The ECB is expected to cut a key interest rate Thursday and could take additional steps including launching bond purchases to pump newly created money into the economy.
Some ECB officials have questioned how much good another large blast of stimulus will do. Uncertainty about how far the bank will go at Draghi’s next-to-last meeting sets up a dramatic finale to his eight-year term as head of the monetary authority for the 19 countries that use the euro.
Draghi gave clear hints in a speech in June and after the bank’s last meeting July 25 that more action was on the way to counter a slowdown in economic growth blamed in large part on the U.S.-China trade dispute, which has unsettled companies worldwide.
Analysts think the ECB will cut the rate on deposits that it takes from commercial banks from a current minus 0.4% to minus 0.5% or even minus 0.6%.
The unusual negative rate, in effect a penalty aimed at pushing banks to lend spare cash rather than let it pile up overnight at the central bank, suggests how stretched monetary policy has become in the wake of the Great Recession.
Beyond that, the ECB’s 25-member governing council could extend its current promise not to raise rates before mid-2020.
And it could decide to resume bond purchases that were stopped in December before economic data took a turn for the worse. Florian Hense, an analyst from Berenberg bank, said the ECB could purchase 30 billion euros ($33 billion) in government and corporate bonds a month for at least 12 months.

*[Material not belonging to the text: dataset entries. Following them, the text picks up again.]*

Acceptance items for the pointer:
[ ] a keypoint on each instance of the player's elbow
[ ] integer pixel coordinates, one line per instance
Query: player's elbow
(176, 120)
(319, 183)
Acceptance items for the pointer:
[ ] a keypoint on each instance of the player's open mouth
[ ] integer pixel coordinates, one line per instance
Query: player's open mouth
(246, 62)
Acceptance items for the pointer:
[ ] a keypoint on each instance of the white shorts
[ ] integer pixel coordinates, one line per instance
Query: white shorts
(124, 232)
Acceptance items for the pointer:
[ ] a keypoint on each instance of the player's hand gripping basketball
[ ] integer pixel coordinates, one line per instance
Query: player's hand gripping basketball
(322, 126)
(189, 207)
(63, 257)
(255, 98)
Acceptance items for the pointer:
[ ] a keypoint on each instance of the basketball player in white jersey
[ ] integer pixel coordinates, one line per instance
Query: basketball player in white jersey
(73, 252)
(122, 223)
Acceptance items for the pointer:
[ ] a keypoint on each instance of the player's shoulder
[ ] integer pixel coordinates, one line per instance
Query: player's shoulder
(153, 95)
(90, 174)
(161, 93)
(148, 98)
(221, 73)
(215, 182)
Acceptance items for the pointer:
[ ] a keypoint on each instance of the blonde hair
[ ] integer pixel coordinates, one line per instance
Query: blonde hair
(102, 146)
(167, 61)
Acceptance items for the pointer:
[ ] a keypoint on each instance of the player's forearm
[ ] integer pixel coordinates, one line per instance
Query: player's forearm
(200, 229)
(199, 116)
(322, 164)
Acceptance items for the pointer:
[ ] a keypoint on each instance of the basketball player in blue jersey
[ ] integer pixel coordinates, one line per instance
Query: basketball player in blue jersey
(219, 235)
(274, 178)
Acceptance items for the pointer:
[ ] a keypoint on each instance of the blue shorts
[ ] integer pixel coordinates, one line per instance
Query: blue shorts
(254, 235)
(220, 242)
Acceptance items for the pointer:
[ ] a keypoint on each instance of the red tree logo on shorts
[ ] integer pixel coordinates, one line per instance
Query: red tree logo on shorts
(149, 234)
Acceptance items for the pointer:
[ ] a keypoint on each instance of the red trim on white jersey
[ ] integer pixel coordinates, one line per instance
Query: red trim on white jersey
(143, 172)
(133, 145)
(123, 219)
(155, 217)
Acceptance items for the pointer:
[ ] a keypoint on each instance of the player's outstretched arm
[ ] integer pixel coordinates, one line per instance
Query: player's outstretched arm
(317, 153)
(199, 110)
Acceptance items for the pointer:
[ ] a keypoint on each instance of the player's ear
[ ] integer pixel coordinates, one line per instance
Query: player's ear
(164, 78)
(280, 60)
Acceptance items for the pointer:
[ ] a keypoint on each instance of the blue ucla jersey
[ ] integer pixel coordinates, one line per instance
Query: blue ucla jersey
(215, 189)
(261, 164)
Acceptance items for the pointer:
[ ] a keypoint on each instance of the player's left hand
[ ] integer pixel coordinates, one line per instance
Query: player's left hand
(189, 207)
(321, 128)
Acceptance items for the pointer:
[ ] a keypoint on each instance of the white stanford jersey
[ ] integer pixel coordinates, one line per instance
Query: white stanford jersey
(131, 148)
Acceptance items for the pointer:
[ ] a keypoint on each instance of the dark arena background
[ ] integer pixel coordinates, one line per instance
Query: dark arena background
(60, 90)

The bank purchased 2.6 trillion in bonds ($2.9 trillion) over almost four years, a step that drives up bond prices and drives down interest yields, since prices and yields move in opposite direction. Anticipation of more purchases has driven government bond yields across Europe below zero, meaning governments get paid to borrow and investors are willing to pay for a safe place to stash their money.